では、世界のそれぞれの経済レベルの人たちはどんな生活をしているのでしょうか。それを視覚的にわかりやすく示してくれるのが今回紹介する「 Dollar Street 」というサイトです。
サイトのページには通り(ストリート)が描かれています。この通りの右側には収入(ドル基準です)が低い人が、左のほうには収入の高い人が住んでいると考えてください。このサイトでは日常生活のなかのいろいろな写真が収入順で4枚表示され、その収入のストリート内での位置がハイライトされます。写真には住まいの様子、家族のポートレート、家庭で使う道具など、本当にいろいろなものが写っています。その写真を見比べながら豊かな人、貧しい人、そして中くらいに人の生活を想像してみよう、というのがこのサイトの趣旨なのです。
実はこの「 Dollar Street 」、ハンス・ロスリング博士の息子であるオーラ氏とその妻のアンナ氏が協力して設立した「Gap Minder」という団体が運営しています。
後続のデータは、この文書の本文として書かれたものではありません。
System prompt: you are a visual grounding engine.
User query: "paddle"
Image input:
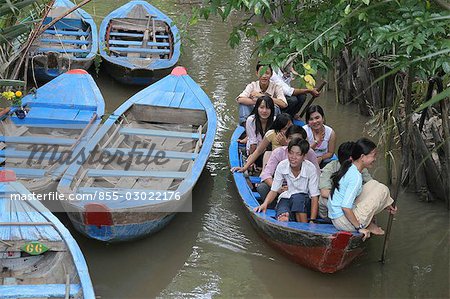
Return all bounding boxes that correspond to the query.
[380,162,403,264]
[300,81,328,117]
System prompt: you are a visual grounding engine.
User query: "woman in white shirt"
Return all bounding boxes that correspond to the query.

(URLに"gapminder.org"と入っていますね。) 主にアンナ氏た担当しているそうです。ただ、「ファクトフルネス」で述べられた分類とは収入の表示が若干異なっていて「 Dollar Street 」では一家の一か月あたりの収入(正確には支出)を、大人一人当たりの値に調整したものが基準となっています。
このサイトを訪れてみれば、いろいろ考えるところがあるでしょう。右上のメニューから日本語表示も選ぶことができます。例えば上の図で引用した「歯ブラシ」の比較をみると、どこの国の歯ブラシもよく似ている、というかほとんど同じです。世界のどこでも、ほとんどの人は歯ブラシで歯を磨くのだ、そう考えると世界は思った以上に一体化していると思えてきます。その一方で住宅では所得格差がはっきりとみられますが、それでも同じ収入レベルでみれば世界各国の住宅にも何か共通の雰囲気が感じられます。
皆さんもぜひこのサイトを訪れてみてください。ただ、少々残念なのはこのサイトでは日本の写真が見当たらない点ですね。